В городе было светло и людно. Бегал, гремя на поворотах, ярко освещенный двухэтажный трамвай; лиловым светом горели круглые фонари; приветливо светились матовые окна «смокинг-румов», где вокруг высокой стойки толпились бритые люди с трубками в уголках твердых губ и с шарфами на синеватых от угля шеях. Как всегда перед берегом, матросы волновались смутным ожиданием счастливых встреч (перед берегом, больше чем всегда, в кубрике говорилось о женщинах, и недаром так старательно завязывались галстуки и до зеркального блеска начищались ботинки) И в первый вечер ошеломительно веселым показывался город, ослепляя городские огни, нарядными и молодыми казались проходившие женщины. Зайдя на полчаса в кабачок, где коренастый и рыжий хозяин в жилетке, с выпущенными, подхваченными локтей, белыми рукавами, наполнял высокие пивные стаканы, матросы выходили на улицу слегка хмельные и вместе с толпою долго двигались Освещенными улицами, заглядывая в смеющиеся, мокрые от тумана, казавшиеся молодыми лица встречавшихся женщин. И многие возвращались на пароход только утром, когда, просыпаясь, гудел и синевел город.
В доке пароход простоял зиму. В декабре в городе начались забастовки: по улицам проходили черные от угольной пыли люди, спокойно курили короткие трубки, носили лозунги и плакаты. В доках стало мертво и тихо, неподвижно-холодные дремали пароходы. Чаще и чаще на городской площади собирались люди. И все чаще и чаще взлетало и падало над толпою новое, горячее слово: «Рошия, Рошия! — Россия!»
Перед самым Рождеством. матросы бродили по большому базару, где желтыми ворохами высились апельсины; подолгу слушали ярмарочных зазывал, предлагавших шарлатанские снадобья, приглядывались и привыкали, как течет городская жизнь.
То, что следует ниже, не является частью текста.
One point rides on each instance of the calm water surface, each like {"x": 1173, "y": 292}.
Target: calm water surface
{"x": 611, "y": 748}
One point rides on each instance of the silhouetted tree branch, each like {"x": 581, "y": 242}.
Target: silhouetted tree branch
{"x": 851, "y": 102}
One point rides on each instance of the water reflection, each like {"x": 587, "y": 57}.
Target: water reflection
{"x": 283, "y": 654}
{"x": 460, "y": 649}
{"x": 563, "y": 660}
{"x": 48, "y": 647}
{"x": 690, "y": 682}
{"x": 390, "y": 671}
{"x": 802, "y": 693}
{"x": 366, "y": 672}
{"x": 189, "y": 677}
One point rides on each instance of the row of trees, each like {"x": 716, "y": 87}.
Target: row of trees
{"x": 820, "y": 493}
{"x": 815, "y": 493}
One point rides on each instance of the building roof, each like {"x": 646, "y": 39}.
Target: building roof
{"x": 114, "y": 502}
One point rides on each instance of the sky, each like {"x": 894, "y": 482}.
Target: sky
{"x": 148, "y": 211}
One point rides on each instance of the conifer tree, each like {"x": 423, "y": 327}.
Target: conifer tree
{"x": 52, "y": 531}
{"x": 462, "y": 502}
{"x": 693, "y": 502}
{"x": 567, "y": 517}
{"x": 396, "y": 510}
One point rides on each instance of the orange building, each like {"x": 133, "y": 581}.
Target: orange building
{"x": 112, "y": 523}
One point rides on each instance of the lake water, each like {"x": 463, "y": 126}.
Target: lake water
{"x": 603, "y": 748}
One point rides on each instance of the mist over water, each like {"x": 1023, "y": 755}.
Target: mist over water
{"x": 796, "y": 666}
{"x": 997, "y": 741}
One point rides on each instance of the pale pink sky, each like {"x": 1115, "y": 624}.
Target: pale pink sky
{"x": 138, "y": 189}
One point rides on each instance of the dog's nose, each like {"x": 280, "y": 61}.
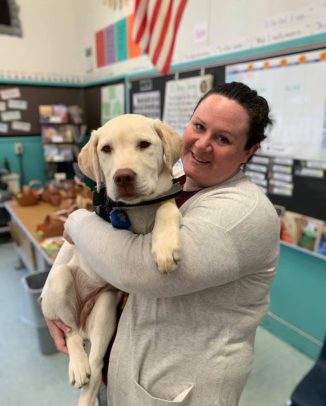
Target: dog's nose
{"x": 124, "y": 177}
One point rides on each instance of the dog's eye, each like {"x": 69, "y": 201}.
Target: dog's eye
{"x": 144, "y": 144}
{"x": 107, "y": 149}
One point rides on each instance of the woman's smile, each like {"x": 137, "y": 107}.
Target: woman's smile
{"x": 199, "y": 159}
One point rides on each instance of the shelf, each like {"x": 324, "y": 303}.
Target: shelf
{"x": 297, "y": 248}
{"x": 4, "y": 229}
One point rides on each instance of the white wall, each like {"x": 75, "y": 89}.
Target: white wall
{"x": 50, "y": 46}
{"x": 56, "y": 34}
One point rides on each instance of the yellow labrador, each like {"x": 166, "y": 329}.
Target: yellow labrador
{"x": 133, "y": 156}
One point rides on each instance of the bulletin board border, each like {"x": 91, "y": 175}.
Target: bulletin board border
{"x": 286, "y": 47}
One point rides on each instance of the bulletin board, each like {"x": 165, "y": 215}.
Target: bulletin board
{"x": 19, "y": 113}
{"x": 154, "y": 89}
{"x": 93, "y": 101}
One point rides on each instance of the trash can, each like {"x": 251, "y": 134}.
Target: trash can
{"x": 32, "y": 315}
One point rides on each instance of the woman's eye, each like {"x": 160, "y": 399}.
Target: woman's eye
{"x": 221, "y": 139}
{"x": 106, "y": 149}
{"x": 199, "y": 127}
{"x": 144, "y": 144}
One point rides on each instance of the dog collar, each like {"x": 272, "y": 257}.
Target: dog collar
{"x": 112, "y": 211}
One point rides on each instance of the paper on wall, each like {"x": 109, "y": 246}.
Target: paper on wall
{"x": 147, "y": 103}
{"x": 10, "y": 93}
{"x": 17, "y": 104}
{"x": 3, "y": 128}
{"x": 21, "y": 126}
{"x": 10, "y": 115}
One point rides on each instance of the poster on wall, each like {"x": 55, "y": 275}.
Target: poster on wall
{"x": 295, "y": 88}
{"x": 112, "y": 102}
{"x": 181, "y": 97}
{"x": 147, "y": 104}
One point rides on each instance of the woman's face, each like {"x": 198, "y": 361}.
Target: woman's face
{"x": 214, "y": 142}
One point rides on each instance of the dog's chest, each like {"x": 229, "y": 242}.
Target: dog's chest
{"x": 142, "y": 218}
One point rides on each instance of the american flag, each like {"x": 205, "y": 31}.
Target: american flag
{"x": 156, "y": 24}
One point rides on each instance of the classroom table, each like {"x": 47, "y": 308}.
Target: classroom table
{"x": 23, "y": 225}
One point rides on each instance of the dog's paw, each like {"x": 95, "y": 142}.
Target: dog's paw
{"x": 167, "y": 255}
{"x": 79, "y": 371}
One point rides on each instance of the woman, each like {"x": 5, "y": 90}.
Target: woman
{"x": 187, "y": 337}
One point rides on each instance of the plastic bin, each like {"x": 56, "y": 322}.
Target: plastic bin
{"x": 32, "y": 286}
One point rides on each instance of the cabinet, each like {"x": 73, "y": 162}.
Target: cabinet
{"x": 62, "y": 132}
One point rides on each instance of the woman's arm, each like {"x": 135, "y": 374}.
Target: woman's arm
{"x": 124, "y": 259}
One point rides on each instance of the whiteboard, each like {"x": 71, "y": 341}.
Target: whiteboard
{"x": 295, "y": 88}
{"x": 219, "y": 28}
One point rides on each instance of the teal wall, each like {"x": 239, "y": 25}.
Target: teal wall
{"x": 32, "y": 158}
{"x": 298, "y": 301}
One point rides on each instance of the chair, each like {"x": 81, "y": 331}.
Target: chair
{"x": 311, "y": 391}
В январе матросам и кочегарам убавили жалованье, в феврале капитан рассчитал часть команды. И чем дальше и безнадёжнее тянулась стоянка— тоскливее и однообразнее становилась пароходная жизнь. И потому, что не было на пароходе настоящего дела, что ночами сновали по койкам оголодалые крысы, матросы уже горевали о море, — стало на пароходе худо. Началось с того, что матрос Медоволкин в кровь избил на берегу боцмана; пьяный, вконец опустившийся Хитрово забрел в каюту старшего помощника, спокойно пившего кофе, и ни с того ни с сего зло обругал его... И все чаще, азартнее резались матросы по вечерам в карты.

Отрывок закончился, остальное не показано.